Nouvelle entrée: la guerre de sécession, et des déserteurs noirs.
Nouveaux enjeux en terme d’intégration: où l’on constate une fois de plus que la communauté Fraternity n’est pas le pays des bisounours.
On veut bien construire un nouveau monde, mais entre gens bien.
Il était déjà difficile d’accepter une femme, un enfant sauvage muet, une bête mystérieuse, comment penser que les nouveaux arrivants feraient exception?

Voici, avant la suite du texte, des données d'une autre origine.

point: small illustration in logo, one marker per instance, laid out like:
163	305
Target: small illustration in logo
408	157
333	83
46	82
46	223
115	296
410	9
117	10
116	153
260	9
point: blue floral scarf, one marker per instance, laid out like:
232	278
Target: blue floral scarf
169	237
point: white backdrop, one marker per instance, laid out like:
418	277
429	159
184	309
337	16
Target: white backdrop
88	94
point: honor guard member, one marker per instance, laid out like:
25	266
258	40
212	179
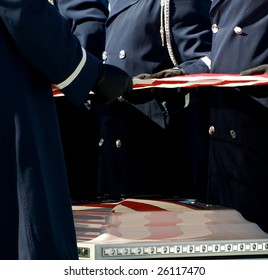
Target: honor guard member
37	50
238	125
79	129
152	144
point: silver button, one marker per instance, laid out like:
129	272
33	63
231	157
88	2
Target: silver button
118	143
215	28
104	55
211	130
120	98
101	142
233	134
122	54
238	30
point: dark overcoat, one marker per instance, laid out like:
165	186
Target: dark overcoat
238	128
36	217
152	145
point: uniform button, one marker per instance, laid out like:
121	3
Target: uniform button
211	130
215	28
238	30
118	143
122	54
120	98
101	142
104	55
233	134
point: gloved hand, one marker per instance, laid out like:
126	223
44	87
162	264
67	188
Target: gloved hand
157	92
112	83
163	74
257	91
261	69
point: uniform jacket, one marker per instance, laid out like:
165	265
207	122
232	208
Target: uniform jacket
79	129
238	125
36	218
137	137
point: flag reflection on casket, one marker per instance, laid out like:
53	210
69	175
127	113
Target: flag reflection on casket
149	229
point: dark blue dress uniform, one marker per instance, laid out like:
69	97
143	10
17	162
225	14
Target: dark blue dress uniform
79	129
36	217
152	145
238	128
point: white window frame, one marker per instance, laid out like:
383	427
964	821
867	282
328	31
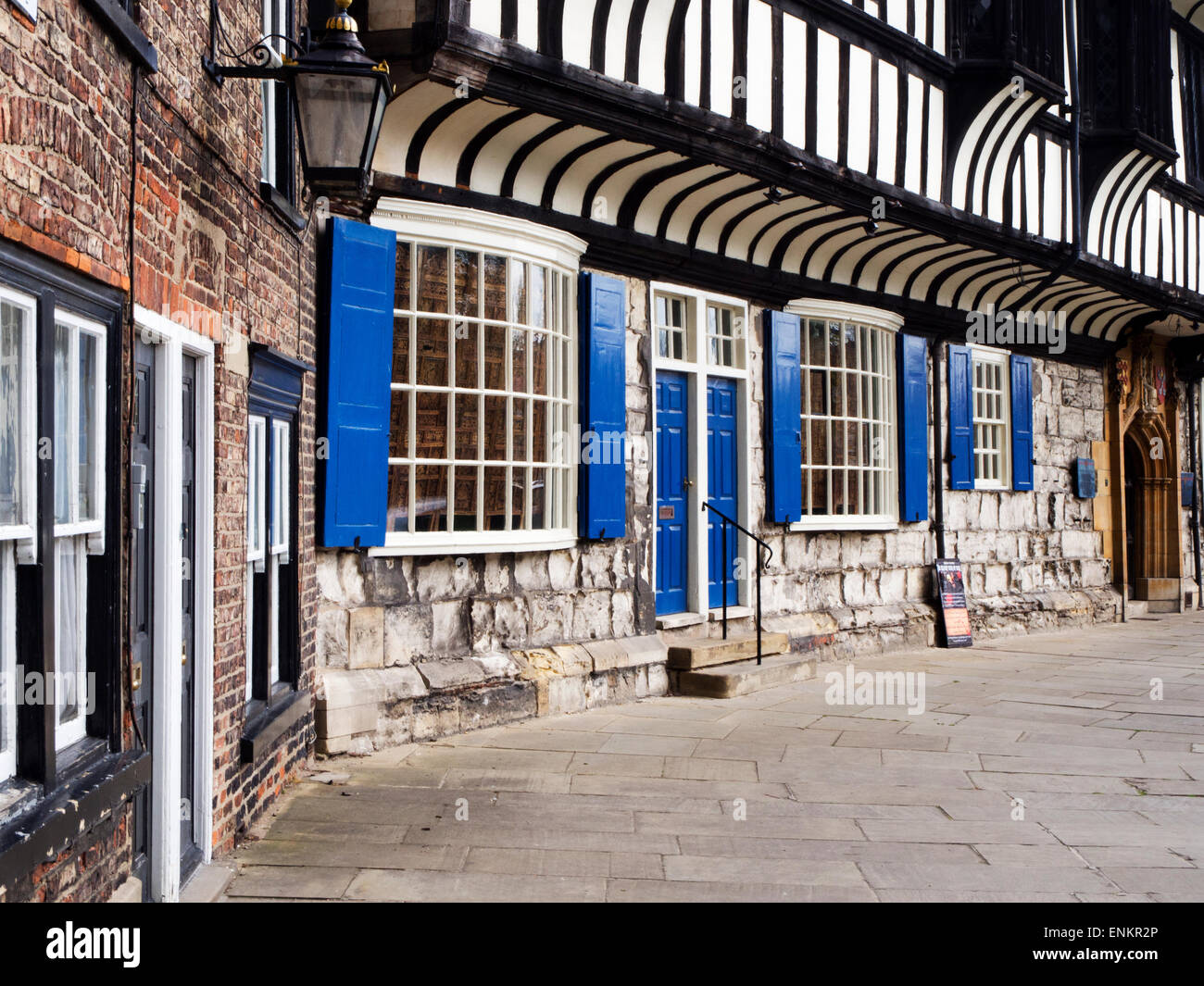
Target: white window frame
890	324
696	368
983	356
93	528
518	240
275	16
83	536
8	684
75	729
257	528
23	530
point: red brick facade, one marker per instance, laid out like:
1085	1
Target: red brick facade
206	251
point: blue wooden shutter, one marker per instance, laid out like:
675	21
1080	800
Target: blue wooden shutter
1022	423
359	357
602	496
961	418
783	413
913	400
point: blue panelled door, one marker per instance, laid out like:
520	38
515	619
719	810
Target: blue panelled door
672	508
721	473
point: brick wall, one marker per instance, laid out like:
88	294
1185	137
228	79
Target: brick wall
206	252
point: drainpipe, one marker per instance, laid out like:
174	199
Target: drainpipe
1071	20
938	521
1193	431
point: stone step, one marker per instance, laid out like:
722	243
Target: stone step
715	650
743	677
1160	605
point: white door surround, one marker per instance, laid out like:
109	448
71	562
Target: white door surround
172	342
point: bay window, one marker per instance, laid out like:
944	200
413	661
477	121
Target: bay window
992	419
17	493
272	634
483	383
849	405
79	514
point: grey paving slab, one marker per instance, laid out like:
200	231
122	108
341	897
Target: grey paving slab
779	796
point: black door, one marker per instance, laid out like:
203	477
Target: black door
189	852
143	588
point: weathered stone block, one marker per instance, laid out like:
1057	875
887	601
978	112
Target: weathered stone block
452	673
408	633
332	638
366	640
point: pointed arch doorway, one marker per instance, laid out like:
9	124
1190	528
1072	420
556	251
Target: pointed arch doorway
1151	507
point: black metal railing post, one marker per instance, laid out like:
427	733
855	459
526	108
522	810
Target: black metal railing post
723	556
759	568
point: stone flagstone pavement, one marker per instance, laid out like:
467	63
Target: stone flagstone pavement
841	803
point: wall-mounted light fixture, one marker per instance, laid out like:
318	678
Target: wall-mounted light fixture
338	93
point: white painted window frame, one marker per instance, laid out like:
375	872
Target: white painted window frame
518	240
257	528
696	368
891	324
275	17
94	526
8	684
983	356
22	532
173	342
75	729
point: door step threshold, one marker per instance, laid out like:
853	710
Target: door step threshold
734	613
207	884
715	650
679	620
743	677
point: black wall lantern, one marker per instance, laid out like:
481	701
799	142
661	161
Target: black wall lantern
338	93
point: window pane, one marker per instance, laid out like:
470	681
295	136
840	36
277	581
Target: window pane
495	428
432	426
397	516
433	352
466	499
495	357
468	420
88	425
468	353
398	425
61	424
518	360
401	297
468	292
401	332
495	288
70	654
430	497
433	280
540	363
518	292
495	499
12	328
538	296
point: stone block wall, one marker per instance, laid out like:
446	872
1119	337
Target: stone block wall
410	648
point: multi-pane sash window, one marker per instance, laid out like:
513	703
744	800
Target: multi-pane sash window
17	493
483	395
992	420
278	548
79	505
672	335
725	329
257	524
847	420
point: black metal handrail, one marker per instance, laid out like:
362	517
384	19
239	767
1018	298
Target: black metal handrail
759	565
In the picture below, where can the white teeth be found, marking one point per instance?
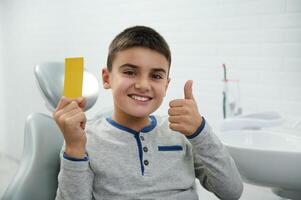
(139, 98)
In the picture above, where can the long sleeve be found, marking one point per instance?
(75, 180)
(214, 166)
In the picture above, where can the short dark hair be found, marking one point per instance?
(138, 36)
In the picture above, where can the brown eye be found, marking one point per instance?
(157, 76)
(129, 73)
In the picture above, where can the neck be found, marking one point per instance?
(132, 122)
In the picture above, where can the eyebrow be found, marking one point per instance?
(136, 67)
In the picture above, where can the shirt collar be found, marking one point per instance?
(148, 128)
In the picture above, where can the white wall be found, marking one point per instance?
(2, 88)
(259, 40)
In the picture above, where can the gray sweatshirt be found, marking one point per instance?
(154, 163)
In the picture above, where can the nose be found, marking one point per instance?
(142, 84)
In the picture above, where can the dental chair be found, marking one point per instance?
(36, 178)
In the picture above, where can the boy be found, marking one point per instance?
(132, 154)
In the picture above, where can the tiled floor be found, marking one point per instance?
(9, 167)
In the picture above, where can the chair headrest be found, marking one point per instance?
(50, 80)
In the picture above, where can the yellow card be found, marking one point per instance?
(74, 72)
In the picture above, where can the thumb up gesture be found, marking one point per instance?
(183, 114)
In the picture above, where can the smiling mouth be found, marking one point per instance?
(140, 98)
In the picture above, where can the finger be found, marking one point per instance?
(177, 103)
(71, 106)
(177, 111)
(62, 116)
(176, 127)
(82, 102)
(175, 119)
(76, 119)
(188, 90)
(62, 103)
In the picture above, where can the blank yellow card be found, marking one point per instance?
(74, 72)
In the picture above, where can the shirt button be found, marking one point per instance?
(145, 162)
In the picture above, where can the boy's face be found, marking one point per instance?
(139, 80)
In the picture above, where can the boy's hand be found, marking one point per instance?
(71, 119)
(183, 113)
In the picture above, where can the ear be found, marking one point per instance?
(167, 84)
(105, 78)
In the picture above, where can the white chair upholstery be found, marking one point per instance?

Si la communauté est fondée sur des principes de neutralité par rapport au conflit politique, les vieux démons se réveillent, et plus que le monstre surnaturel, c’est le monstre qui habite les hommes qui devient le centre névralgique du récit.
Fraternity narre la décadence d’une société qui en voulant se construire ex nihilo retombe immanquablement dans les travers qu’elle a voulu fuir.
Un constat d’échec qui n’empêche pas les auteurs de nous quitter sur une lueur d’espoir, juste pour laisser penser que le destin de cette communauté n’est pas une fatalité.
Malgré son argument déprimant Fraternity reste une lecture agréable dont on aurait tort de se priver: elle a su créer une atmosphère et des thématiques qui rendent la lecture vivante et constitue un matériau de qualité.